Stella Batts Needs a New Name (series #1)
What You Need to Know:|
• Unhappy with the name her parents gave her, Stella tries out a new identity, but finds that it only leads to further
complications both at home and at school.
• Short chapters and frequent illustrations make this book very accessible for newly independent readers.
• Stella's mom is pregnant and expecting a boy.
• Her mother also happens to be afraid of elevators because she was once stuck in one.
• This book is the first in the series. Three others were also published in 2012, and four more are in the works.
If I were in third grade, I would want to be friends with Stella Batts.
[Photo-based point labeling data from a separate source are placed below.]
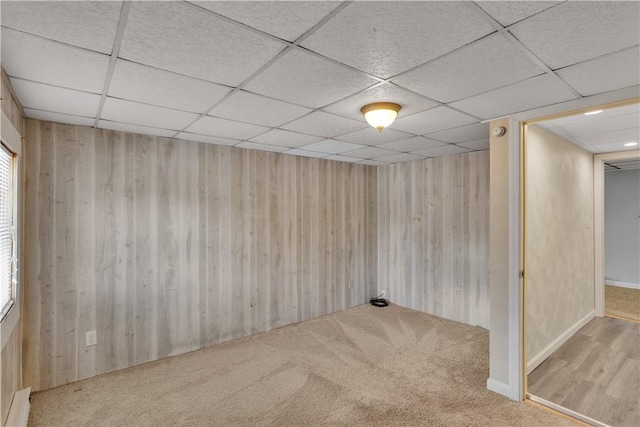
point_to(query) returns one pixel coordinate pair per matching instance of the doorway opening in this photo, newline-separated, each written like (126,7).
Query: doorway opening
(576,360)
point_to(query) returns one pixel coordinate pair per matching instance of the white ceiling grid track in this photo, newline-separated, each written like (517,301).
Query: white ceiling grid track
(291,76)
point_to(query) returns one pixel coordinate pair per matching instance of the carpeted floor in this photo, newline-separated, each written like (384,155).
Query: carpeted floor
(622,302)
(362,366)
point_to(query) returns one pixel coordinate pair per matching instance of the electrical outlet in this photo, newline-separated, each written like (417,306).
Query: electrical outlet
(91,338)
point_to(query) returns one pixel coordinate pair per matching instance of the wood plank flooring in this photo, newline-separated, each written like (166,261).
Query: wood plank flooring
(596,372)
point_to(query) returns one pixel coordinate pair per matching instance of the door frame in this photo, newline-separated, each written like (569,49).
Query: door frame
(598,219)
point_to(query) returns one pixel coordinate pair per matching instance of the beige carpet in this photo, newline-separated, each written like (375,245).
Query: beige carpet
(364,366)
(622,302)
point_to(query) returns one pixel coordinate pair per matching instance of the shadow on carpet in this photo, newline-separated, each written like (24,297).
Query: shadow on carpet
(362,366)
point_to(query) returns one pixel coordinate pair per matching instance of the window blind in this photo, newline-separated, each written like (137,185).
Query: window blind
(6,229)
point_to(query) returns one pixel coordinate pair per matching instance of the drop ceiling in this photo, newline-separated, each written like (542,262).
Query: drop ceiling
(604,132)
(291,76)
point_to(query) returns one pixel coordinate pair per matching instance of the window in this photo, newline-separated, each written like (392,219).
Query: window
(7,236)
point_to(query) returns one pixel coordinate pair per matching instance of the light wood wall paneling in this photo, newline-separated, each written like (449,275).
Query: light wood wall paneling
(433,235)
(165,246)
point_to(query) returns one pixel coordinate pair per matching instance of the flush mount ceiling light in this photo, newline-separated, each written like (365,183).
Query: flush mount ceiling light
(380,114)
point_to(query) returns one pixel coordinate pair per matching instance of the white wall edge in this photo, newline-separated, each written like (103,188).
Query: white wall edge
(555,344)
(622,284)
(515,310)
(10,135)
(19,410)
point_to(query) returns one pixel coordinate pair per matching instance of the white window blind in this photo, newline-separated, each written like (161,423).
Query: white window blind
(6,230)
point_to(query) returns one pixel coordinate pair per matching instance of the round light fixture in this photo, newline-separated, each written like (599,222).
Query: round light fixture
(380,114)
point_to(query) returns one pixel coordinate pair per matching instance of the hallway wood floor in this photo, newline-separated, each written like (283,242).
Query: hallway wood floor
(596,372)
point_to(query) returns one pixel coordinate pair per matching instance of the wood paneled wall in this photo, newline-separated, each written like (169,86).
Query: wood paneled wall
(167,246)
(433,233)
(9,373)
(10,367)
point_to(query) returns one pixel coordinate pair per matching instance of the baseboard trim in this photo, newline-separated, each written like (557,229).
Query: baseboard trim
(19,410)
(555,344)
(622,284)
(571,413)
(499,387)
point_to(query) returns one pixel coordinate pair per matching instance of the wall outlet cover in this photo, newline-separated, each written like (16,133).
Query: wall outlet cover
(91,338)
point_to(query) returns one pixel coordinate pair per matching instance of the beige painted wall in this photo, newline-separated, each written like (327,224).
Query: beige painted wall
(165,247)
(559,239)
(433,233)
(10,368)
(499,254)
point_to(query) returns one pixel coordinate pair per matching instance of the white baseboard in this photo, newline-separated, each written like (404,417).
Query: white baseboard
(19,410)
(622,284)
(535,361)
(499,387)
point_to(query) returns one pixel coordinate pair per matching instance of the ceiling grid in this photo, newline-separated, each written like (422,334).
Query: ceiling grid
(291,76)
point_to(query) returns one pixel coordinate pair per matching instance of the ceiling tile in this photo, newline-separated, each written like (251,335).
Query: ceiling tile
(535,92)
(370,152)
(485,65)
(120,110)
(223,128)
(261,147)
(149,85)
(599,124)
(180,37)
(372,163)
(620,137)
(462,134)
(399,158)
(575,31)
(339,158)
(581,119)
(332,146)
(374,36)
(509,12)
(142,130)
(285,138)
(371,136)
(433,120)
(305,153)
(285,19)
(324,124)
(251,108)
(482,144)
(306,79)
(58,118)
(410,102)
(207,139)
(45,61)
(611,72)
(50,98)
(412,144)
(445,150)
(88,24)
And I'm not just saying that because her parents own Batts Confections, complete with a garden made of candy. Stella is a sweet, thoughtful girl with hopes of someday becoming a writer. She is also a typical third grader struggling with some classic elementary school concerns.
When a classmate, Joshua, makes fun of her name, calling her Smella, Stella is too embarrassed to even speak of the incident. In fact, she's so upset, she decides to change her name. Stella shares this secret with her closest friends, and they all decide to change their names too. Her best friend, Willa, picks the name Caramel, and Stella immediately wishes she had come up with it first. Caramel happens to be a candy that she loves, and it can be shortened to not one, but two nicknames. When she suggests they both take that name, Willa is not happy. Stella decides to try a tactic that her mom used when she got upset with her sister Penny for copying her. She explains to Willa that "imitation is the sincerest form of flattery" but Willa doesn't buy it. A new name no longer seems quite so appealing to poor Stella.
While the action is limited in this story, there are plenty of details about what it is like to be a third grader. Written in the first person, readers learn straight from Stella about school trips, 3rd grade math, carpools, and even the card game, Spit. The friendships are positive and respectful, and even when there is conflict, either among the girls or with the bully, Joshua, it is easily resolved. Stella's friend Arielle, is an interesting character. Although quiet, she is the only one confident enough to stick with her given name, even when the other girls all decide to change theirs. Stella shares a few good lessons about identity, behavior and friendship. The black and white illustrations are warm and cheery and serve as a nice complement to this lighthearted story.
Jennifer A. Bell
2012, 144 pages
Friendship, Identity, School, Siblings
• Why is Stella unhappy with her name?
• Does choosing a new name make Stella feel better about herself?
• Have you ever wanted to change your name? Why, and what would you pick?
• Do you agree with Stella's mom that imitation is a form of flattery?
• Why does Stella reveal her secret to her friends? Was that a good decision?
• Is it OK to make fun of someone if they can't hear you?
• In what ways is Joshua a bully? What else could Stella do to deal with him?